Um die Planauflagen des VEB erfüllen zu können, lieferte dieser eine Zuschneidemaschine, Motoren zur Elektrifizierung von 24 Nähmaschinen und Antriebsriemen in die Haftanstalt. Im 2. Quartal 1955 leitete die Werksleitung einen Leistungswettbewerb zwischen den in der Haft eingerichteten Bändern ein. Dabei wurde die Arbeitsleistung jeder einzelnen Strafgefangenen erfasst und die durchschnittliche Normerfüllung auf 148% erhöht. „Gute erzieherische Maßnahmen“, im Sinne einer „entwickelten sozialistischen Persönlichkeit“, sollten über „persönliche Konten“ zur Materialeinsparung erzielt werden. „Normuntererfüllung“ oder Arbeitsverweigerung hatte Nahrungsentzug oder Isolationshaft zur Folge. Eine zweite Schicht diente der Steigerung der Arbeitsproduktivität genauso wie eine „Bedingte Strafaussetzung“ nach § 346, die bei gutem Verhalten eine vorzeitige Entlassung zuließ. Dieser Paragraf kam bei „Tätern“ zur Anwendung, die aufgrund „kleinbürgerlicher Anschauungen strafbar wurden“. Dazu gehörten „Grenzgängerinnen“, die vor dem Mauerbau wegen „ungesetzlicher Einfuhr von Gütern“ an der Grenze festgesetzt worden waren.

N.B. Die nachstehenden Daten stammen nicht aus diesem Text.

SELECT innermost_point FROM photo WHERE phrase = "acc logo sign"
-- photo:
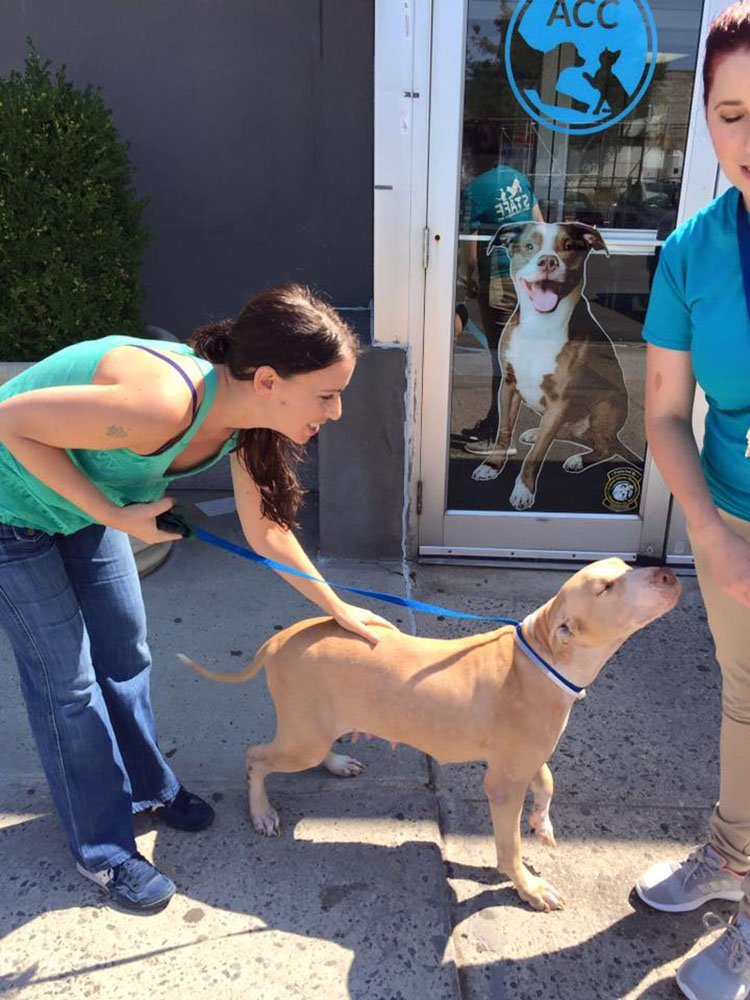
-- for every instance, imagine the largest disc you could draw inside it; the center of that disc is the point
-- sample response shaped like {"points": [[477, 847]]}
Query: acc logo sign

Nach dem Mauerbau kamen über den § 249 („asoziale Lebensweise“) viele Arbeitskräfte an die Bänder des VEB Fortschritt in der Haftanstalt Barnimstraße. Junge Frauen wurden zur „Arbeitserziehung“ ins Gefängnis eingewiesen, weil sie ein selbstbestimmtes Leben in Bezug auf Kleidung, Beziehungen oder Lebensansichten führen wollten und gegen die wertkonservativen Moralvorstellungen der SED Diktatur verstießen. Weil der § 249 neben der Haftstrafe auch Aufenthaltsbeschränkungen, Kontrollen und „Erziehungsaufsichten“ mit einschloss, wurden zahlreiche Frauen im Zuge von Amnestien in den 1970er und 1980er Jahren direkt vom Knastbetrieb in den zivilen Betrieb „vermittelt“.